Here's the whole thing, in the order a request flows:

Browser loads static pink site from S3, served through CloudFront.
User submits text and/or photo. If photo, goes straight to S3 as pre-signed URL.
Browser calls POST /ingredients on API Gateway, which hits a Lambda.
Lambda builds a Strands agent with three tools, runs the agent loop.
Agent extracts ingredients (text + vision), then calls suggest_recipes once.
Lambda enriches each recipe in Python, origin lookup, USDA lookup and format.
Session is saved to DynamoDB with a 24-hour TTL for the "refine" follow up.
Recipes come back to the browser.

The whole thing is deployed with AWS CDK in Python, one stack, one make deploy. No Docker needed, no hand-wiring and definitely no clicking around in the console.

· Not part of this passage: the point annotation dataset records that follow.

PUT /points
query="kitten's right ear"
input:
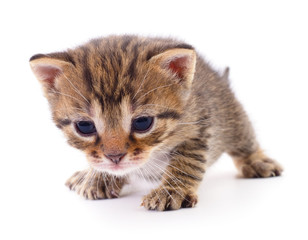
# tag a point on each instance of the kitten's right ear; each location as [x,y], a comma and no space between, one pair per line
[47,69]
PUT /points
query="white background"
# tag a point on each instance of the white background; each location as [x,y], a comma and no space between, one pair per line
[265,45]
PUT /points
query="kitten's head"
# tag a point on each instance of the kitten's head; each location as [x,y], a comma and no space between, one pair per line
[118,98]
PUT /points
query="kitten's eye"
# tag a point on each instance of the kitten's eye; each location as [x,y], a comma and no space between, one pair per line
[142,124]
[85,127]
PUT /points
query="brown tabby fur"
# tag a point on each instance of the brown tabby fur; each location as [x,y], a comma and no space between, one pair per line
[115,79]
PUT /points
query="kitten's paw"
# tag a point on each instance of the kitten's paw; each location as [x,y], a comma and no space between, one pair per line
[94,186]
[261,168]
[163,199]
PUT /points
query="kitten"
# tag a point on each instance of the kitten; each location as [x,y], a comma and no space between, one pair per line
[150,107]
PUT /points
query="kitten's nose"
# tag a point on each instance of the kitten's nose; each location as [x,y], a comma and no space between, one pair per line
[116,158]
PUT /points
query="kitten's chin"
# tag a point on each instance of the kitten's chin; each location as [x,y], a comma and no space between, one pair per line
[119,169]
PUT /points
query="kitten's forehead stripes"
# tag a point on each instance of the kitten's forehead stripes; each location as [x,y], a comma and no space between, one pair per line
[169,114]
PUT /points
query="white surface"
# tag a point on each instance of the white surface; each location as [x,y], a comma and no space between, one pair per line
[265,45]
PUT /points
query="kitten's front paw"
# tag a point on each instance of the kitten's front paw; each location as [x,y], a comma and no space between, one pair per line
[163,199]
[261,168]
[94,185]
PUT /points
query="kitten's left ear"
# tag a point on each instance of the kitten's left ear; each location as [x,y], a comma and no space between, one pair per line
[178,62]
[48,69]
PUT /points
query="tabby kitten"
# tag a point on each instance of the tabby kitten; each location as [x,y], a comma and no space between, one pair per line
[150,107]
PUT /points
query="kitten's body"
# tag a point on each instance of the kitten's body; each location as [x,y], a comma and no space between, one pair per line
[114,82]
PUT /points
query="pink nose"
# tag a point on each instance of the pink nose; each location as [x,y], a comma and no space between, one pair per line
[115,158]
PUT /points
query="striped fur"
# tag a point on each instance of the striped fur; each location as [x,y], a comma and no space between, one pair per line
[115,79]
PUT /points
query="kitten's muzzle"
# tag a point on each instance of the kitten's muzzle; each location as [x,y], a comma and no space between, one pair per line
[115,158]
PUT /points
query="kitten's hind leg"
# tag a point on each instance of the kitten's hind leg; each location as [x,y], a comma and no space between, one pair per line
[247,155]
[93,185]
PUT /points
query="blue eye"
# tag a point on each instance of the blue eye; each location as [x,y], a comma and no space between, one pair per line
[142,124]
[85,127]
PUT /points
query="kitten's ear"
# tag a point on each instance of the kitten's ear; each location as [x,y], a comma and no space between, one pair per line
[179,62]
[47,69]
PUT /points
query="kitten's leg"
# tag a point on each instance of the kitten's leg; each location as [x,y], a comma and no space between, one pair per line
[180,180]
[246,153]
[94,185]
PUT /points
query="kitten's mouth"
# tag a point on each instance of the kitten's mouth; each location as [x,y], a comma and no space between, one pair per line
[120,169]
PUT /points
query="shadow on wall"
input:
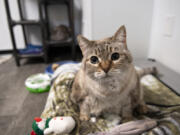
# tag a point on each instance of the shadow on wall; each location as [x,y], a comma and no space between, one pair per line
[57,16]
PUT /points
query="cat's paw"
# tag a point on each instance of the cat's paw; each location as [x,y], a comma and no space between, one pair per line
[84,117]
[127,119]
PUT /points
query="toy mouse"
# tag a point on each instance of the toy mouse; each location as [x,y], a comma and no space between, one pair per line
[57,125]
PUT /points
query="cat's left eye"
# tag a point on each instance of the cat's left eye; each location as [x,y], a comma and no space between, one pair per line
[94,59]
[115,56]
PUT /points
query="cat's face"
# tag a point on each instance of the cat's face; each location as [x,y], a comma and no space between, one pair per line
[105,58]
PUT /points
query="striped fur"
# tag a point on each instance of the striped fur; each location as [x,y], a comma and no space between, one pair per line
[110,84]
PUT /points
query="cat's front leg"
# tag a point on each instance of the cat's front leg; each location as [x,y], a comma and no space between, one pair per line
[127,112]
[84,111]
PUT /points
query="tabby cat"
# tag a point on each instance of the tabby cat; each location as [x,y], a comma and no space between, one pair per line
[107,81]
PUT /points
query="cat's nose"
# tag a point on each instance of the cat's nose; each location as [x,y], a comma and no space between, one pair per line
[105,66]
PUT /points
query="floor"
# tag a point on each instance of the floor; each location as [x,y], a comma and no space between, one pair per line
[18,107]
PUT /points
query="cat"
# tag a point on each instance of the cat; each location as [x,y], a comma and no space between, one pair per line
[107,81]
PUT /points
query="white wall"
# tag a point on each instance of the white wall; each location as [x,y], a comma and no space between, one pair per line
[5,40]
[165,37]
[108,15]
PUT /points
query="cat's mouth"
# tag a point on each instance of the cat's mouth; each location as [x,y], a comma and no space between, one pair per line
[101,75]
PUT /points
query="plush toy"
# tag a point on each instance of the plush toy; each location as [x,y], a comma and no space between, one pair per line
[57,125]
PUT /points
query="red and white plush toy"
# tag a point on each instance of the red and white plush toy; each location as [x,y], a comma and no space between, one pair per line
[57,125]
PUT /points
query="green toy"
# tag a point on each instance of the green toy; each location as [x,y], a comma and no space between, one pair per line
[38,83]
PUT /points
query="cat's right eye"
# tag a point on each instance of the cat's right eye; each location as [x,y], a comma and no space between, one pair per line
[94,60]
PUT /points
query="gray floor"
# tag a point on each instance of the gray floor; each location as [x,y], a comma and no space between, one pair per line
[18,107]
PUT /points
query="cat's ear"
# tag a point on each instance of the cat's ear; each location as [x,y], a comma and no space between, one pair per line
[83,43]
[120,35]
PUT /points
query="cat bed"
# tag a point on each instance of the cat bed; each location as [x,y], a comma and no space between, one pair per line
[156,94]
[38,83]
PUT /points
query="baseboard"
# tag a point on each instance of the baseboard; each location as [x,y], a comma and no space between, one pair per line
[6,51]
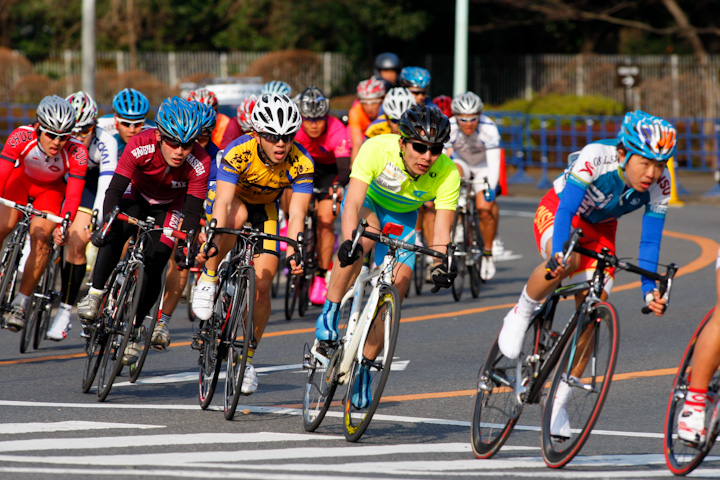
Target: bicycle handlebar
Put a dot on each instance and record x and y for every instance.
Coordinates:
(31, 211)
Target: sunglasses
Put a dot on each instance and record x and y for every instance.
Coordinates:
(272, 138)
(174, 144)
(53, 135)
(131, 123)
(421, 148)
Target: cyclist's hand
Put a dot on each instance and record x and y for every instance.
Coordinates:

What it costs me to keep it running

For my mom's personal deployment, answering a few requests a week:

Bedrock: Tenth of a penny per recipe request.
Lambda: Free.
DynamoDB: Free.
S3 + CloudFront: Couple cents a month for the static site.
USDA API: Free.

I pay less for AskMom per month than for a single coffee. If I published it and a hundred people used it regularly, I'd still be under a few dollars a month!

Try it yourself

If you want to build one for your mom (or your dad, or anyone whose fridge is a mystery), the whole thing is open source.

Repo: github.com/rextheking/askmom-recipes-sample-for-aws-strands

The README walks through the deploy in six steps. You need:

An AWS account with Bedrock access enabled for Claude 3 Haiku in us-east-1
Python 3.12, Node 20/22/24, AWS CDK CLI and the AWS CLI
A free USDA FoodData Central API key (takes 30 seconds to get)

Then it's:

cd infra
make install
make bootstrap     # one time per AWS account
make deploy        # ~5-7 minutes, most of it CloudFront
# paste the ApiUrl into web/config.js
cd ../web
make deploy
# open the CloudFront URL

Note, the first deploy takes a few minutes because CloudFront is slow to propagate. If you're just kicking the tires, there's a -c with_cloudfront=false flag that skips CloudFront and gets you a working API in about 90 seconds.